Reputation: 1149
I have a table in a PostgreSQL database
CREATE TABLE js.orders (
id serial NOT NULL PRIMARY KEY,
info json NOT NULL
)
containing 6 rows of JSON data:
select * from js.orders;
returns
id | info
----+----------------------------------------------------------------------------------------------------
1 | { "customer": "Kapil", "items": {"product": "Heineken","qty": 6}}
2 | { "customer": "Satyen", "items": {"product": "Heineken","qty": 18}}
3 | { "customer": "Rekha", "items": {"product": "Carlsberg","qty": 24}}
4 | { "customer": "Madhuri", "items": {"product": "Kalyani","qty": 12}}
5 | { "customer": "Srinivas", "items": {"product": "Kingfisher Strong","qty": 12}}
6 | { "customer": "Saina", "items": [{"product": "Bira91","qty": 6},{"product": "Kalyani","qty": 6} ]}
(6 rows)
The following 'select' query with a 'where' condition:
SELECT info ->> 'customer' AS customer FROM js.orders WHERE info -> 'items' ->> 'product' = 'Heineken';
returns the correct two rows:
customer
----------
Kapil
Satyen
(2 rows)
However, the following query should return two rows:
SELECT info ->> 'customer' AS customer FROM js.orders WHERE info -> 'items' ->> 'product' = 'Kalyani';
but returns only one row:
customer
-----------------
Madhuri
(1 row)
Obviously, the fact that the row with "customer" : "Sania" has a LIST of "items" instead of a single "items" is causing this problem. How should I modify my query so that the correct number of rows is returned. Or is it that the data has to be reformatted otherwise.
Platform is
'PostgreSQL 14.10 (Ubuntu 14.10-0ubuntu0.22.04.1) on x86_64-pc-linux-gnu, compiled by gcc (Ubuntu 11.4.0-1ubuntu1~22.04) 11.4.0, 64-bit'
Upvotes: 2
Views: 130
Reputation: 658757
Your fist issue is that you store structured data as JSON documents instead of plain columns in a relational design, which would be much more efficient for storage and queries.

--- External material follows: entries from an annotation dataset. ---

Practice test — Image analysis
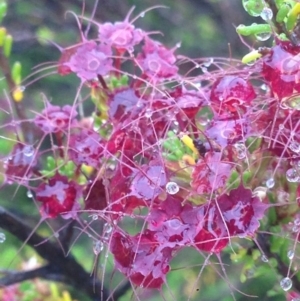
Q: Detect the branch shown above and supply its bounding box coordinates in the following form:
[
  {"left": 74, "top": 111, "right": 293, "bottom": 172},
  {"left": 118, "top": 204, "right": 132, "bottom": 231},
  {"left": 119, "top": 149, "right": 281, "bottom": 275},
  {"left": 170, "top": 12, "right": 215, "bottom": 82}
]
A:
[
  {"left": 0, "top": 50, "right": 33, "bottom": 143},
  {"left": 0, "top": 264, "right": 67, "bottom": 287},
  {"left": 0, "top": 206, "right": 124, "bottom": 301}
]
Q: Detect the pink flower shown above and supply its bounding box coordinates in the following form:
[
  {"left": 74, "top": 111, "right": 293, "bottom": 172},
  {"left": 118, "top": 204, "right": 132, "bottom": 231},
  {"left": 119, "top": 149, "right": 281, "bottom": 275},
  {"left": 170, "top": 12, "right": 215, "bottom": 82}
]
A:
[
  {"left": 137, "top": 38, "right": 178, "bottom": 78},
  {"left": 63, "top": 41, "right": 113, "bottom": 81},
  {"left": 99, "top": 21, "right": 145, "bottom": 52}
]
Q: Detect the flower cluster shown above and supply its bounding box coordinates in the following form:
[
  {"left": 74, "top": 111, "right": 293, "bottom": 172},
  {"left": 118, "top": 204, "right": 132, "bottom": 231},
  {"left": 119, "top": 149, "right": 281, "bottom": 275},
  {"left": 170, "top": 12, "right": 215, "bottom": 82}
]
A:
[{"left": 5, "top": 1, "right": 300, "bottom": 298}]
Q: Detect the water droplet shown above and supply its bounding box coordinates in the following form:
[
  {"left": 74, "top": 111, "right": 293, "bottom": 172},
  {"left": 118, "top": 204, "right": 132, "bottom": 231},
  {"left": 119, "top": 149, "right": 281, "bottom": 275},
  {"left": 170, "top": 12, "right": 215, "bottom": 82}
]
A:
[
  {"left": 266, "top": 178, "right": 275, "bottom": 188},
  {"left": 92, "top": 214, "right": 98, "bottom": 221},
  {"left": 203, "top": 58, "right": 214, "bottom": 68},
  {"left": 287, "top": 250, "right": 295, "bottom": 260},
  {"left": 166, "top": 182, "right": 179, "bottom": 194},
  {"left": 145, "top": 108, "right": 152, "bottom": 118},
  {"left": 234, "top": 142, "right": 246, "bottom": 159},
  {"left": 260, "top": 84, "right": 270, "bottom": 92},
  {"left": 23, "top": 145, "right": 34, "bottom": 157},
  {"left": 0, "top": 232, "right": 6, "bottom": 244},
  {"left": 260, "top": 254, "right": 269, "bottom": 262},
  {"left": 93, "top": 240, "right": 104, "bottom": 255},
  {"left": 197, "top": 116, "right": 209, "bottom": 126},
  {"left": 280, "top": 277, "right": 293, "bottom": 292},
  {"left": 255, "top": 32, "right": 272, "bottom": 41},
  {"left": 260, "top": 7, "right": 273, "bottom": 21},
  {"left": 294, "top": 218, "right": 300, "bottom": 226},
  {"left": 292, "top": 226, "right": 300, "bottom": 233},
  {"left": 286, "top": 168, "right": 300, "bottom": 183},
  {"left": 166, "top": 218, "right": 182, "bottom": 229},
  {"left": 103, "top": 223, "right": 113, "bottom": 233},
  {"left": 289, "top": 141, "right": 300, "bottom": 154},
  {"left": 201, "top": 67, "right": 207, "bottom": 73}
]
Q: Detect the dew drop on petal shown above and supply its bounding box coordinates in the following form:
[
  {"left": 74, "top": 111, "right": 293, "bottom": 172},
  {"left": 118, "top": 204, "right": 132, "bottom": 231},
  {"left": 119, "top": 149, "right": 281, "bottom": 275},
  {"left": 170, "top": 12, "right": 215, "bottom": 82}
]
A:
[
  {"left": 292, "top": 225, "right": 300, "bottom": 233},
  {"left": 145, "top": 109, "right": 152, "bottom": 118},
  {"left": 286, "top": 168, "right": 300, "bottom": 183},
  {"left": 93, "top": 240, "right": 104, "bottom": 255},
  {"left": 166, "top": 182, "right": 179, "bottom": 194},
  {"left": 260, "top": 254, "right": 269, "bottom": 262},
  {"left": 287, "top": 250, "right": 295, "bottom": 260},
  {"left": 0, "top": 232, "right": 6, "bottom": 244},
  {"left": 23, "top": 145, "right": 34, "bottom": 157},
  {"left": 266, "top": 178, "right": 275, "bottom": 188},
  {"left": 294, "top": 218, "right": 300, "bottom": 226},
  {"left": 280, "top": 277, "right": 293, "bottom": 292},
  {"left": 289, "top": 141, "right": 300, "bottom": 154},
  {"left": 260, "top": 84, "right": 270, "bottom": 93},
  {"left": 201, "top": 67, "right": 207, "bottom": 73},
  {"left": 92, "top": 214, "right": 98, "bottom": 221},
  {"left": 260, "top": 7, "right": 273, "bottom": 21},
  {"left": 234, "top": 143, "right": 246, "bottom": 159},
  {"left": 203, "top": 58, "right": 214, "bottom": 68},
  {"left": 103, "top": 223, "right": 113, "bottom": 234}
]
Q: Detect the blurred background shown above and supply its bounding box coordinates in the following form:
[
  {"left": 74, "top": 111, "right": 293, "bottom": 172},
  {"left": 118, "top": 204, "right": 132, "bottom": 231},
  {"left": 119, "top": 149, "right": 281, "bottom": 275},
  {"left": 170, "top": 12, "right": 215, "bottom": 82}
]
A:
[{"left": 0, "top": 0, "right": 283, "bottom": 301}]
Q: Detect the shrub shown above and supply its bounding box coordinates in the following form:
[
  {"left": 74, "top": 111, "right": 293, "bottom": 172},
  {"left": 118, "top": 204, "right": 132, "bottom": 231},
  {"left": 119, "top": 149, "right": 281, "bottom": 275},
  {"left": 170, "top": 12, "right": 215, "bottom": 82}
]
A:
[{"left": 0, "top": 0, "right": 300, "bottom": 301}]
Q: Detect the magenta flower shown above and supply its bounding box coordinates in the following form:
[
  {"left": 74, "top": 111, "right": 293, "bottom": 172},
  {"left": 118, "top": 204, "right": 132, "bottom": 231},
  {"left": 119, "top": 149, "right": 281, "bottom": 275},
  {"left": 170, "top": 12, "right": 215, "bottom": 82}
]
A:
[
  {"left": 99, "top": 21, "right": 145, "bottom": 52},
  {"left": 137, "top": 38, "right": 178, "bottom": 79},
  {"left": 63, "top": 41, "right": 113, "bottom": 81},
  {"left": 36, "top": 174, "right": 81, "bottom": 218},
  {"left": 68, "top": 129, "right": 103, "bottom": 167}
]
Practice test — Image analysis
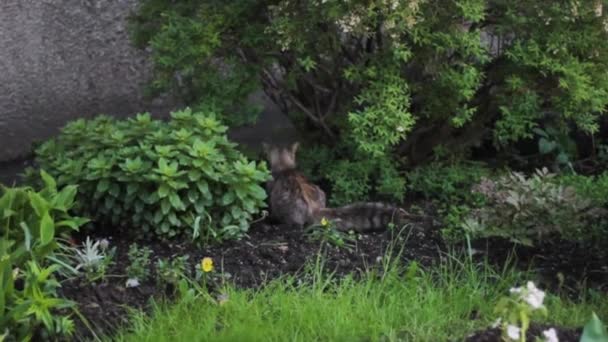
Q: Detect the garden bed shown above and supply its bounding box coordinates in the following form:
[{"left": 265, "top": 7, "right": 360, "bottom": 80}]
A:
[{"left": 62, "top": 205, "right": 608, "bottom": 341}]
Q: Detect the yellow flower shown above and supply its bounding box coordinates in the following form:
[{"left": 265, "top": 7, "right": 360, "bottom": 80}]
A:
[{"left": 201, "top": 257, "right": 213, "bottom": 273}]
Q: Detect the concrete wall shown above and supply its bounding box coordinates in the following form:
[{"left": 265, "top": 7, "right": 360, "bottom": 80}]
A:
[{"left": 0, "top": 0, "right": 176, "bottom": 165}]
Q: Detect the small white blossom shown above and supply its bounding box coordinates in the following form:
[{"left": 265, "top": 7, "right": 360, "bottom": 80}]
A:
[
  {"left": 125, "top": 278, "right": 140, "bottom": 287},
  {"left": 507, "top": 324, "right": 521, "bottom": 340},
  {"left": 99, "top": 239, "right": 110, "bottom": 249},
  {"left": 524, "top": 281, "right": 545, "bottom": 309},
  {"left": 509, "top": 287, "right": 521, "bottom": 294},
  {"left": 543, "top": 328, "right": 559, "bottom": 342},
  {"left": 509, "top": 281, "right": 545, "bottom": 309}
]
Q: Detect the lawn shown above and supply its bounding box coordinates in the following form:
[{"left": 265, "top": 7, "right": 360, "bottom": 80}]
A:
[{"left": 111, "top": 255, "right": 608, "bottom": 341}]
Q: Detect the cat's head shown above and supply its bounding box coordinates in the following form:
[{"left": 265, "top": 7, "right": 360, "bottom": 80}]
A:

Your second issue is that you vary the structure of said JSON documents without need. Some have an object and some an array as value for the key "items". (None have a "list", which does not exist in JSON terminology.) Makes queries more complicated.
While stuck with your unfortunate design, this query with the jsonpath
operator @?
works, because it processes objects and arrays at the given path in default "lax" mode:
SELECT info ->> 'customer' AS customer
FROM orders
WHERE info -> 'items' @? '$.product ? (@ == "Kalyani")';
To only look at objects like your original query:
SELECT id, info ->> 'customer' AS customer
FROM orders
WHERE info -> 'items' @? 'strict $.product ? (@ == "Kalyani")';
Requires Postgres 12 or later, where the SQL/JSON path language was added. And assumes jsonb
as data type, not json
. The former is typically preferable anyway.